Election Day snarls may prompt legislative action

By STEPHEN SINGER
Associated Press

HARTFORD, Conn. (AP) _ It was an Election Day scene in Connecticut that officials and voters hoped would never again happen.

But four years after voting in Bridgeport was snarled by a lack of ballots, long lines and confusion, voters in Hartford were told at several polling stations early Tuesday morning that voter lists critical to Election Day procedures were not available. A judge extended voting by a half-hour in the evening to compensate for the delay.

Local officials blamed budget cuts and other issues for the problems, but Secretary of the State Denise Merrill called the lack of voter lists “unconscionable” and referred the matter to the state Elections Enforcement Commission to determine if state election laws were violated.

Merrill called it “apparent gross dereliction of duty by Hartford’s registrars of voters.”

If necessary, the elections enforcement agency should refer the matter for potential criminal action, said Av Harris, Merrill’s spokesman. A spokesman for the elections enforcement agency said it will take up the matter at its next scheduled meeting Nov. 18.

Olga Iris Vasquez, Hartford’s Democratic registrar of voters, said budget cuts and reduced staffing hampered the timely delivery of voter rolls.

“There’s going to be hiccups along the way,” she said.

Harris said Merrill may seek changes in state laws administering elections but did not specify what those changes could be.

“You’ll definitely hear from us,” he said.

Hartford wasn’t the only jurisdiction reporting voting problems. Vote totals were not fully reported in West Hartford until Wednesday, creating confusion in a race that Democratic state Sen. Beth Bye won.

Republican Registrar Eleanor M. Brazell said poll workers and others were exhausted and Election Day registration also hampered vote-counting, she said.

Asked why vote totals were not made available until Wednesday morning, she said, “We felt we couldn’t keep our eyes open another minute and that’s why.”

Other problems included a broken tape in Simsbury, jammed scanners in West Haven where a new machine had to be certified and a voting machine malfunction in Newtown.

Rep. Ed Jutila, the House chairman of the legislature’s Government Administration and Elections Committee, said it might be time to consider changes in election law when the legislature convenes in January though problems at polling stations are “isolated incidents,” he said.

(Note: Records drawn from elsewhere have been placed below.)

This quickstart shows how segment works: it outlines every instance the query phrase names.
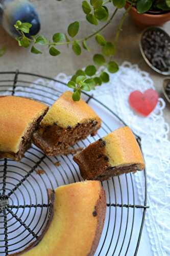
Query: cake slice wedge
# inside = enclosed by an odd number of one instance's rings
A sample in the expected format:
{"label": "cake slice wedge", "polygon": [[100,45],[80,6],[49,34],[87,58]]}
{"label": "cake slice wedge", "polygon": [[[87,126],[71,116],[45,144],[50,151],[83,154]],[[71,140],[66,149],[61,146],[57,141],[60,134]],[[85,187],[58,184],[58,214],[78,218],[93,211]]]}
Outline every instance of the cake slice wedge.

“Given that something happened in Bridgeport and likely happened in Hartford, we ought to take a look,” he said.

Merrill has in the past two years unsuccessfully proposed measures that would have given her more authority to enforce opinions that are now advisory, requiring local election officials to follow her guidance, Jutila said.

Problems this past Election Day fell far short of what snarled voting in Bridgeport in 2010. The shortage of ballots led to delays at polling places, use of photocopies as provisional ballots and a court order extending voting. The problems led to vote-counting delays and confusion about who finally won the close race for governor between Republican Tom Foley and the winner, Democrat Dannel P. Malloy.

But even if Tuesday’s problems paled in comparison, they brought back ugly reminders of 2010.

“It’s absolutely a distinction Connecticut does not want to have,” Harris said.